I have a fresh LXD cluster with three nodes, two of them have GPUs. But containers with nvidia.runtime=true
only start on one of them, not the other one. On the second one they fail with the common messages:
$ lxc start test-cuda
Error: Failed to run: /snap/lxd/current/sbin/lxd forkstart test-cuda /var/snap/lxd/common/lxd/containers /var/snap/lxd/common/lxd/logs/test-cuda/lxc.conf: exit status 1
Try `lxc info --show-log test-cuda` for more info
$ lxc info --show-log test-cuda
Name: test-cuda
Status: STOPPED
Type: container
Architecture: x86_64
Location: turing
Created: 2025/01/27 15:08 CET
Last Used: 2025/01/27 15:19 CET
Log:
lxc test-cuda 20250127141936.616 ERROR utils - ../src/src/lxc/utils.c:run_buffer:571 - Script exited with status 1
lxc test-cuda 20250127141936.618 ERROR conf - ../src/src/lxc/conf.c:lxc_setup:3940 - Failed to run mount hooks
lxc test-cuda 20250127141936.618 ERROR start - ../src/src/lxc/start.c:do_start:1273 - Failed to setup container "test-cuda"
lxc test-cuda 20250127141936.619 ERROR sync - ../src/src/lxc/sync.c:sync_wait:34 - An error occurred in another process (expected sequence number 4)
lxc test-cuda 20250127141936.621 ERROR lxccontainer - ../src/src/lxc/lxccontainer.c:wait_on_daemonized_start:837 - Received container state "ABORTING" instead of "RUNNING"

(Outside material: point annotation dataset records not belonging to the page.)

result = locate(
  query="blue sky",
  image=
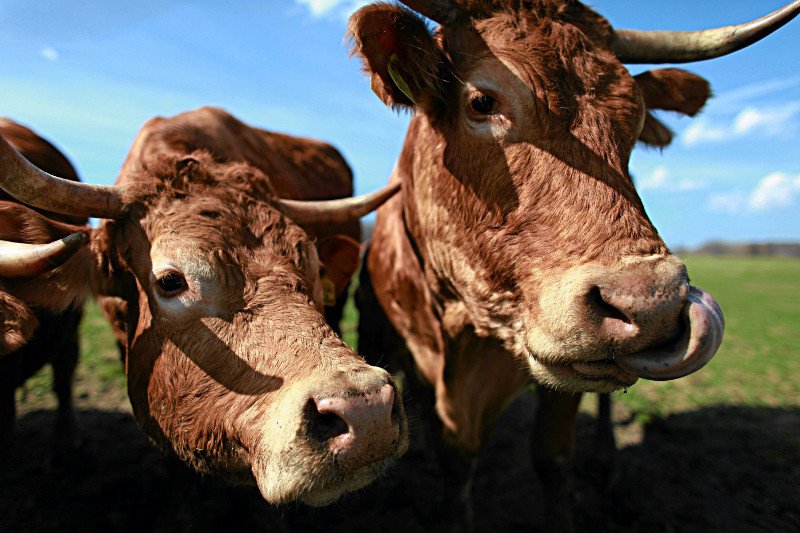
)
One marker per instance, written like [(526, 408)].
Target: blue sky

lxc test-cuda 20250127141936.657 ERROR start - ../src/src/lxc/start.c:__lxc_start:2114 - Failed to spawn container "test-cuda"
lxc test-cuda 20250127141936.658 WARN start - ../src/src/lxc/start.c:lxc_abort:1037 - No such process - Failed to send SIGKILL via pidfd 17 for process 334745
lxc 20250127141936.101 ERROR af_unix - ../src/src/lxc/af_unix.c:lxc_abstract_unix_recv_fds_iov:218 - Connection reset by peer - Failed to receive response
lxc 20250127141936.101 ERROR commands - ../src/src/lxc/commands.c:lxc_cmd_rsp_recv_fds:128 - Failed to receive file descriptors for command "get_init_pid"
This is just a testing container created with lxc launch ubuntu:24.04 test-cuda -c nvidia.runtime=true
and nothing else, but the result is the very same with the other real containers: It starts on one GPU node, but not on the other one. All cluster nodes are freshly installed Ubuntu 24.04 with (hopefully) the same environment. The containers tested include also older versions of Ubuntu. I started with LXD 5.21 LTS and after fighting these issues tried upgrading to LXD 6.2 from the latest stable channel (now, I am unable to downgrade again, which does not make me feel comfortable, since this is going to be a production cluster). The situation is the same with 6.2 and 5.21.
The only potential problem I can think of is a possible result of the problems I had when trying to join this node into the cluster. I succeeded after some 10-15 failed trials of lxd init
with and without a join token, when I finally gave up providing a DNS name of the node (which worked for the first two nodes) in the question What IP address or DNS name should be used to reach this server?
and let the init use the suggested IPv4 address of the new node. On the surface, I can see the three nodes working well and nothing else, but when I had a look at sudo lxd cluster edit
after I broke the cluster by downgrading back to 5.21, I saw four members listed there - the third one appearing twice, once with its DNS name and once with the IPv4 address used now. I didn’t dare to change anything to avoid making some irreversible damage and rather upgraded back to 6.2, which made the cluster working again. Could this somehow be connected to my issue described above?